Characters in stories have realizations and make discoveries all the time. It’s one of the audience’s favorite things to watch. When you see a character change before your very eyes because some sort of new information has changed their mind and ultimately, the trajectory of their journey, you are delighted. And it keeps you on board with the story.
This week, I coached three different scenes with very clear discoveries. In the first scene, a mother realized her son needed a tutor for his studies, if she wanted him to be successful at school. In the second scene, a woman realized that although she loved her boyfriend very much, his recent divorce was not something she would be able to handle at this time. And in the third scene, a teenage boy discovered that the girl he has a crush on is actually a super cute, 300-year-old demon. Tough break, Kid.
Characters making discoveries and having realizations is nothing new, but I love asking the question… “How long did it take for you to realize that?” Was it instantaneously? Was it in a single moment? Was it something you’ve been coming to realize for quite some time? If so, how long have you been wrestling with it and what made the discovery happen right now?
In a horror movie, you might run out of the house, only to discover your friend is still inside when you hear her screams. That’s pretty instant.
In a comedy, it’s possible that you’ve despised your boyfriend for quite some time because he’s rude and insensitive, but it’s today, when he says your mother has thick ankles, that you finally realize, “Okay, that’s it, we’re done.” That realization has come over time and culminates in one final decision.
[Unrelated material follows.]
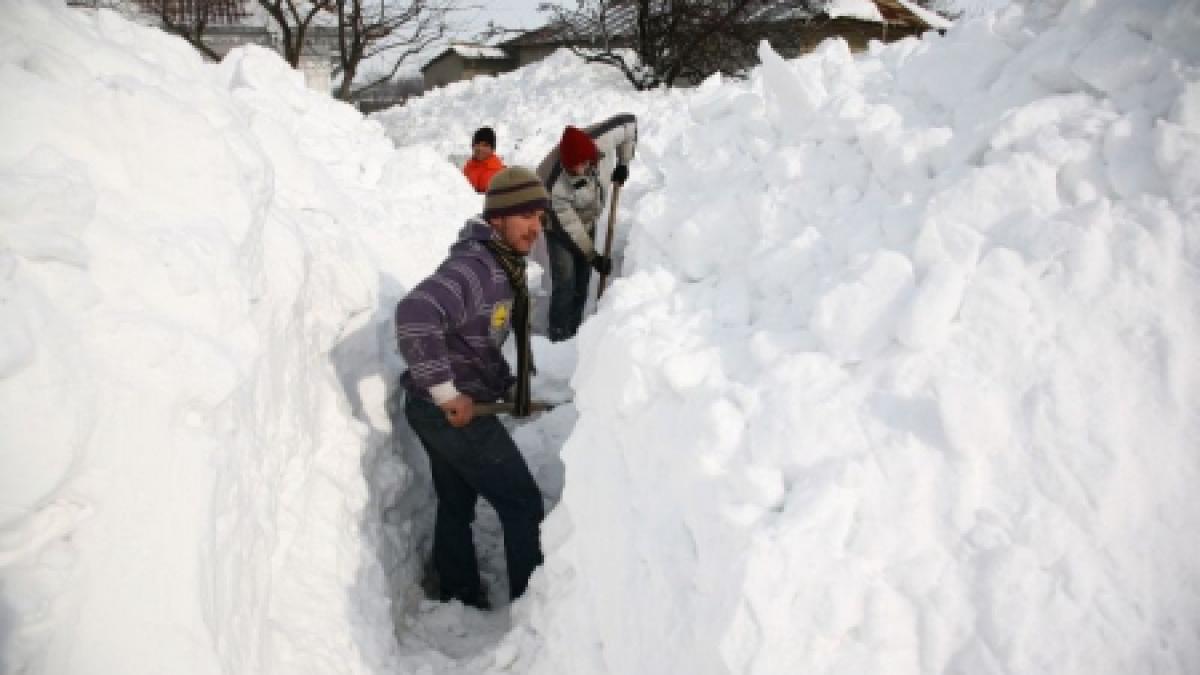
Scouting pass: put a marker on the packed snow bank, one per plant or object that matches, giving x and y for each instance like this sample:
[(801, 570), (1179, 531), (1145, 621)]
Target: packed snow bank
[(904, 374), (197, 270)]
In a television series about war, you might be taking heavy fire when your gun runs out of bullets (sudden discovery) and as you hunker down behind a rock to take cover, you slowly realize you’ll have to make a run for a new position if you want to survive.
An actor gets a script and the actions are mostly spelled out, you say this and you do this. But as humans, we are constantly discovering our next move and realizing what we want to do based on the current information that we have. Humans don’t have scripts.
A lot of actors have a very bad habit of treating a script like a list of instructions. But I encourage you…take yourself off autopilot, just doing what the script says because the script says to do it. Put your character into the situation and get clear on where there are discoveries and realizations. And figure out how long it’s taking this person to make those discoveries and realizations!
Take this tool into consideration and create a real, human experience that audiences will thank you for.